As the infrastructure layer of AI applications, the basic model has attracted the most investment from venture capitalists and strategic investors. For companies like OpenAI, how these basic models are used is crucial. OpenAI has said it hopes to achieve $1 billion in revenue by 2024, and the company expects revenue to reach $200 million this year.
As a way to make money, OpenAI charges $0.06 for processing 1,000 token tips in the latest GPT-4 model and has launched a ChatGPT subscription service that charges users $20 per month.
Startups are also concerned that Microsoft could compete with its AI customers as the tech giant integrates OpenAI models into products ranging from search to office suites.
Mike Volpi, a partner at Index Ventures, which backs OpenAI competitor Cohere, said: "Many of these products may use sensitive company data, and the underlying models will see the relationship between these companies and their own customers. Interaction. Many of these companies will not feel comfortable relying on Microsoft or a company that is generally controlled by Microsoft."
Both OpenAI and Microsoft declined to comment.
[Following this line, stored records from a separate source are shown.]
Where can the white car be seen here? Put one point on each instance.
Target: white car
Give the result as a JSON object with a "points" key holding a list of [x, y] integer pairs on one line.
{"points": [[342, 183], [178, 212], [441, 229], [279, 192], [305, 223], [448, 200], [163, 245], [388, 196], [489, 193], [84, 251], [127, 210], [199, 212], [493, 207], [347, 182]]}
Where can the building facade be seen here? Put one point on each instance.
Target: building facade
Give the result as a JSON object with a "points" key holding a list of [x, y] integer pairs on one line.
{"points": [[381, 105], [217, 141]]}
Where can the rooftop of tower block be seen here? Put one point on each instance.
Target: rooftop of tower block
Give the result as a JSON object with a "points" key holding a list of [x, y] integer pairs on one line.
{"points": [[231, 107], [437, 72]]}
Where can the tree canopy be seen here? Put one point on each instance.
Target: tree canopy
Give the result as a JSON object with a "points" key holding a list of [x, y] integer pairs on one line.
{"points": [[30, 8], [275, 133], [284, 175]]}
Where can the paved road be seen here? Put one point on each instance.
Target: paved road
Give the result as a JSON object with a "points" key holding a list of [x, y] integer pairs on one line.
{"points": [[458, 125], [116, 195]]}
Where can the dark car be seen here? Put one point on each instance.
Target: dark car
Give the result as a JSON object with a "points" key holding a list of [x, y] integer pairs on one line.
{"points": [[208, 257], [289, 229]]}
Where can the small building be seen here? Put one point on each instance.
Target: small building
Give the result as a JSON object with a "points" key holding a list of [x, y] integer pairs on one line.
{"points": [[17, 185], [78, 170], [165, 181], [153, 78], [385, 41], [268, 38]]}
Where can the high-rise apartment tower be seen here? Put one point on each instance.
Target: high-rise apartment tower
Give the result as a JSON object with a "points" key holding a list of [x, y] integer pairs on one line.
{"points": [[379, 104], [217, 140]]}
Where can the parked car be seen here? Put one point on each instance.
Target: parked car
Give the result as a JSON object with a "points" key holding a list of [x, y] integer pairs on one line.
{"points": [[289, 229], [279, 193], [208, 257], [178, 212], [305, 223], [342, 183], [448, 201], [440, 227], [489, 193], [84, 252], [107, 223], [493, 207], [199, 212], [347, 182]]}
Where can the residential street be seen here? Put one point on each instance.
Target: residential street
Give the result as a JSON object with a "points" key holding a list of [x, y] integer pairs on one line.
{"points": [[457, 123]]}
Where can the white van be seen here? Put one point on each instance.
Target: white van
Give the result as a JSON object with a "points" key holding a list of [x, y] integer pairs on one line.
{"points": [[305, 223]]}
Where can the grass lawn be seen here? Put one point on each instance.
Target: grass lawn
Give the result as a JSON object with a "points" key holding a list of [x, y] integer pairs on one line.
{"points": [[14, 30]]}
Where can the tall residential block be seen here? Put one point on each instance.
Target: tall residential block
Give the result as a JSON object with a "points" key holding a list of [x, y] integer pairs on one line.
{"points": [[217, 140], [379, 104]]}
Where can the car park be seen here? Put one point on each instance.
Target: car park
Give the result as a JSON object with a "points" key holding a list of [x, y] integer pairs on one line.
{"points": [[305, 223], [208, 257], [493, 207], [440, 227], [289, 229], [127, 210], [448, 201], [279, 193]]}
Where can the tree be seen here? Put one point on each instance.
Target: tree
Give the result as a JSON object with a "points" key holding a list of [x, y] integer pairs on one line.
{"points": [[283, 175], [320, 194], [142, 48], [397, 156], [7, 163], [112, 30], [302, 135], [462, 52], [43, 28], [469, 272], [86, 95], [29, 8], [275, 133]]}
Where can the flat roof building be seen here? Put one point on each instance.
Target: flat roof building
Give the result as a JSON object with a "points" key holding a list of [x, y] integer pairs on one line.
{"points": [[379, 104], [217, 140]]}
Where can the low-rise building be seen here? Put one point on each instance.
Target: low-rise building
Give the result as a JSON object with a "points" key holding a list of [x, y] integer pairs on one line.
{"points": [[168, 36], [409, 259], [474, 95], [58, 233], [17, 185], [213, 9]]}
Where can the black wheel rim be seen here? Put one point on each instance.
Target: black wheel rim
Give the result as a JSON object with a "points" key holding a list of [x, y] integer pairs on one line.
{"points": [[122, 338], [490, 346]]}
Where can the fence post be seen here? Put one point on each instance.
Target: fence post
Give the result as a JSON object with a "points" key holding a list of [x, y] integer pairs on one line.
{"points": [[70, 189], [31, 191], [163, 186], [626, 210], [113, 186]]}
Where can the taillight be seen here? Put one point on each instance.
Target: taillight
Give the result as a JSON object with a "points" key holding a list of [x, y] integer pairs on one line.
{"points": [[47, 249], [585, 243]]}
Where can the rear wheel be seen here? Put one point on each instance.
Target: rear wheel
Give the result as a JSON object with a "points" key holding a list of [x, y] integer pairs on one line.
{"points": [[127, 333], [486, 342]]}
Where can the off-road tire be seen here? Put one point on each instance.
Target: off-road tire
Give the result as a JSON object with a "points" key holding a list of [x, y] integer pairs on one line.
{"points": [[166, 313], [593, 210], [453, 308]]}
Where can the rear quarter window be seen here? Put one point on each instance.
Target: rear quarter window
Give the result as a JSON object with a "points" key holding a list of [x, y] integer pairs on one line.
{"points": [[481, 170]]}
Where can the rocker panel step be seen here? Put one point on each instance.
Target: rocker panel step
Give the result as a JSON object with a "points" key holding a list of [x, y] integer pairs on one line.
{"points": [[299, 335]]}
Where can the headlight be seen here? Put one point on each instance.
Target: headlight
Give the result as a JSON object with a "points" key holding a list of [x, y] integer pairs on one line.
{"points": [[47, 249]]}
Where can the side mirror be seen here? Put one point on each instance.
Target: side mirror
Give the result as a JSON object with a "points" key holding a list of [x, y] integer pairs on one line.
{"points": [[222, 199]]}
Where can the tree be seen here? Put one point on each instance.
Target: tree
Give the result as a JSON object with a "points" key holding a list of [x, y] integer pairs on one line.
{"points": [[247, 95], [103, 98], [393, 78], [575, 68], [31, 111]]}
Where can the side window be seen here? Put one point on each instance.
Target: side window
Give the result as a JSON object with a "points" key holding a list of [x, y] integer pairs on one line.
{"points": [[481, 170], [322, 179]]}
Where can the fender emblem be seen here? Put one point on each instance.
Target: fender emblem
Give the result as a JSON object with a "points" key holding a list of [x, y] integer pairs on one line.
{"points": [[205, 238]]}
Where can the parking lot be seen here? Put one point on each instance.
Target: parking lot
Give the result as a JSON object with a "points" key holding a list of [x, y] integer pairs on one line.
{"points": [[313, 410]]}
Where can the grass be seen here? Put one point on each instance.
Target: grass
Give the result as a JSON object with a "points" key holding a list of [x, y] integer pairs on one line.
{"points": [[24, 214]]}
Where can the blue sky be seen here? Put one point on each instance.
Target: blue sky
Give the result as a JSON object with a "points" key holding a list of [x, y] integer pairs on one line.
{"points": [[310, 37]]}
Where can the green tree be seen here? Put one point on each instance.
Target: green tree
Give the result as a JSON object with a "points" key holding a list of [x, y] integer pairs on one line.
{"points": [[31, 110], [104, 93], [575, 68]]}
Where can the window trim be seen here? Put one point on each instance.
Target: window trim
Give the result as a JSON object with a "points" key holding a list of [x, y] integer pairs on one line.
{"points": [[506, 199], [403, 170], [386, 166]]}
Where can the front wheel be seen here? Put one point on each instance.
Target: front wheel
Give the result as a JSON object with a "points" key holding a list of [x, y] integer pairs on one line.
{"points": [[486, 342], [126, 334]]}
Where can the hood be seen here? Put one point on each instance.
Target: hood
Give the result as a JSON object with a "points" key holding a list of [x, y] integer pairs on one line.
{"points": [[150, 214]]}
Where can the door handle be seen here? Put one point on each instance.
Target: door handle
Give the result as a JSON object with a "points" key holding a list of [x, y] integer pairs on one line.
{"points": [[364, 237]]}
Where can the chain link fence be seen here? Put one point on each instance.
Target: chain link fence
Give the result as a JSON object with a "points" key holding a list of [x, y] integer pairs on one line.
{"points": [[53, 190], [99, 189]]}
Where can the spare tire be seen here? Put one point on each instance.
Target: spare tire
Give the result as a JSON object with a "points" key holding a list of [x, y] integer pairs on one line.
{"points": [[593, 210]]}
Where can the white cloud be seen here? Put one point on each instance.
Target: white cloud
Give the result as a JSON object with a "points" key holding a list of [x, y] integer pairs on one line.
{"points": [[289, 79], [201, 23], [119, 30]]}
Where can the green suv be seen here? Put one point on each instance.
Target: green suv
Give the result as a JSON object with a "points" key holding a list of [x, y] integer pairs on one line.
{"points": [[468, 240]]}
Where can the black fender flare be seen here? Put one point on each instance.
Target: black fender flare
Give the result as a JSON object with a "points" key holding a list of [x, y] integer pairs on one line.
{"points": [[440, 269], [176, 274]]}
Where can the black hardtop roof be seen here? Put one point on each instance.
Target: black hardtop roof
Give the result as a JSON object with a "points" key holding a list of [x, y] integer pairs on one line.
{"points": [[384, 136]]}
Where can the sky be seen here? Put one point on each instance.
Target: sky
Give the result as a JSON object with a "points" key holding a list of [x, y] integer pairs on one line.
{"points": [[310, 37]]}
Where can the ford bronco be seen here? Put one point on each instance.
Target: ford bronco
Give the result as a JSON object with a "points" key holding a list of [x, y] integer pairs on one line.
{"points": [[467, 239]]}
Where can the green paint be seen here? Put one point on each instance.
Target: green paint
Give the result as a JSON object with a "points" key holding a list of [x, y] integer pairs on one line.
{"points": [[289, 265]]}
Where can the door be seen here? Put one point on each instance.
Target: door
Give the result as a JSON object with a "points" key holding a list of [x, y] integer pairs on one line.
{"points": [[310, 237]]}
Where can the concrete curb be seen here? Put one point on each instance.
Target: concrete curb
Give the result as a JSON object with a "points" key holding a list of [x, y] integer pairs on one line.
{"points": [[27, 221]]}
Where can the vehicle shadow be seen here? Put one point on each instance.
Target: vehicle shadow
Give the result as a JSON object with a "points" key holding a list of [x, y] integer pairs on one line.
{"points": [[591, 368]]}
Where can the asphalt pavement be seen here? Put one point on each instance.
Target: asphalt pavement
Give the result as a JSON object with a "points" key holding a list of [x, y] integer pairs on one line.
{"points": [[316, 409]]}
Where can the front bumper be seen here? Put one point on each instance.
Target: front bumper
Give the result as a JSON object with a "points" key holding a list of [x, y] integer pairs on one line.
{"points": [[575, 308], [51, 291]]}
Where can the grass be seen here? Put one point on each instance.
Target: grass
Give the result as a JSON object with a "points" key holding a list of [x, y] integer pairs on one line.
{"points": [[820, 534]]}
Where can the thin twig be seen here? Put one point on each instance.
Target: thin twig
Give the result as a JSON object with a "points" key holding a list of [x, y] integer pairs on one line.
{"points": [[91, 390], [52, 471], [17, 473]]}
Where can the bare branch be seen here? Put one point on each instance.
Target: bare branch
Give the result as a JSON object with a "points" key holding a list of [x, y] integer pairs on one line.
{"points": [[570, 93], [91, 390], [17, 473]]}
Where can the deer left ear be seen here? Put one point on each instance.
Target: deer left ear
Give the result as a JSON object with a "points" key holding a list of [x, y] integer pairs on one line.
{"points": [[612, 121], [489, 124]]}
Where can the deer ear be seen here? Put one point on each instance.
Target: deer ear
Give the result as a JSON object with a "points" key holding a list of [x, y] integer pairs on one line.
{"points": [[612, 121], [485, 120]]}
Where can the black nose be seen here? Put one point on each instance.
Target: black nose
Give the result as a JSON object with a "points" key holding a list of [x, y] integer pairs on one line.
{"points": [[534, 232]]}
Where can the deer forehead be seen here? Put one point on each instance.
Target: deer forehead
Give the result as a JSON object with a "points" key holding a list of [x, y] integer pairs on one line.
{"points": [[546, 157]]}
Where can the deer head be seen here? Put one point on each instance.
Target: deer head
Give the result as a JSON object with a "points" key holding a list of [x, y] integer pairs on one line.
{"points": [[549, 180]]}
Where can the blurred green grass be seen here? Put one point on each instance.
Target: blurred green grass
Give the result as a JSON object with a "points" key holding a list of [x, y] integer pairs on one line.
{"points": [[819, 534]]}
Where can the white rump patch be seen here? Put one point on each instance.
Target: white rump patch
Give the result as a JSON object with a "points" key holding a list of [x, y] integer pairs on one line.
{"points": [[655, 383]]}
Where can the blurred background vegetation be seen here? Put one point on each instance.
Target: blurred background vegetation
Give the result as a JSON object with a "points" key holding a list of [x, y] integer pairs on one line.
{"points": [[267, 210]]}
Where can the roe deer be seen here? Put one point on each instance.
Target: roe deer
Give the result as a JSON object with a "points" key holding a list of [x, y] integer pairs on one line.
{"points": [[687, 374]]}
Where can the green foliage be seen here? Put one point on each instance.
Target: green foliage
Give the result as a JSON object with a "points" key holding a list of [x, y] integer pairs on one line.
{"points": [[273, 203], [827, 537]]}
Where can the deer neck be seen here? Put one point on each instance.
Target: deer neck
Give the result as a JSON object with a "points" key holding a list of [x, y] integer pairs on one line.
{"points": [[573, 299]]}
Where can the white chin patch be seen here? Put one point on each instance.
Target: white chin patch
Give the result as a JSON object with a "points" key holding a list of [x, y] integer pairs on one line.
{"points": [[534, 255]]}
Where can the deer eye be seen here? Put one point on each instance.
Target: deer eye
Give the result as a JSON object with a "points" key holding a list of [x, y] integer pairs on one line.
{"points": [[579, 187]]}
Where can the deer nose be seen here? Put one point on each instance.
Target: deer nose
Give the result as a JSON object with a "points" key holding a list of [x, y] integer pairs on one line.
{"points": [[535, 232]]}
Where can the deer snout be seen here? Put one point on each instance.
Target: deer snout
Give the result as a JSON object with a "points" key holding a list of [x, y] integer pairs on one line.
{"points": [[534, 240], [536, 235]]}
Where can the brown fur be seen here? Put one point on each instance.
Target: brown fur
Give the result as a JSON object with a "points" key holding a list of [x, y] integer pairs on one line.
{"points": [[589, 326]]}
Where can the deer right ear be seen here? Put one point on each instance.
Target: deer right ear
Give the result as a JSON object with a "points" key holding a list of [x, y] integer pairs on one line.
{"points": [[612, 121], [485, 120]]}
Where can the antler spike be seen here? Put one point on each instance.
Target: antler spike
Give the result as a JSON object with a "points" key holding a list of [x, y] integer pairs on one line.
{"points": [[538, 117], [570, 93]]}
Dave Rogenmoser, CEO of AI copywriting platform Jasper, admitted that the company’s writing assistant Jasper.ai was originally built using OpenAI models, but it did not want to rely on a single model . To that end, Jasper adds Cohere and Anthropic, two other large language modeling companies that have cloud computing partnerships with Google and are launching their own AI engines to help marketers tailor voices through the use of hybrid models.
Matt Shumer, CEO of HyperWite, another AI copywriting app, said the app matches each user’s actions with different models based on various considerations. For example, it uses OpenAI's model to generate long articles and uses the Coherence model to automatically complete sentences faster and at a lower cost.
Others are looking for alternatives simply because OpenAI is struggling to keep up with growing demand. Srinath Sridhar, CEO of Regie.ai, a writing assistant who serves the sales team, said: "OpenAI's server crashed. We want users to have a better experience while using more This model helps us process queries at a lower cost.”
To be sure, many startups, including customer service software company Intercom, are still betting all on OpenAI. Fergal Reid, the company's head of machine learning, admitted that OpenAI's use of GPT-4 is "very expensive." But he added: "We currently believe we need to use GPT-4 in order to get the accuracy we need to best serve our customers."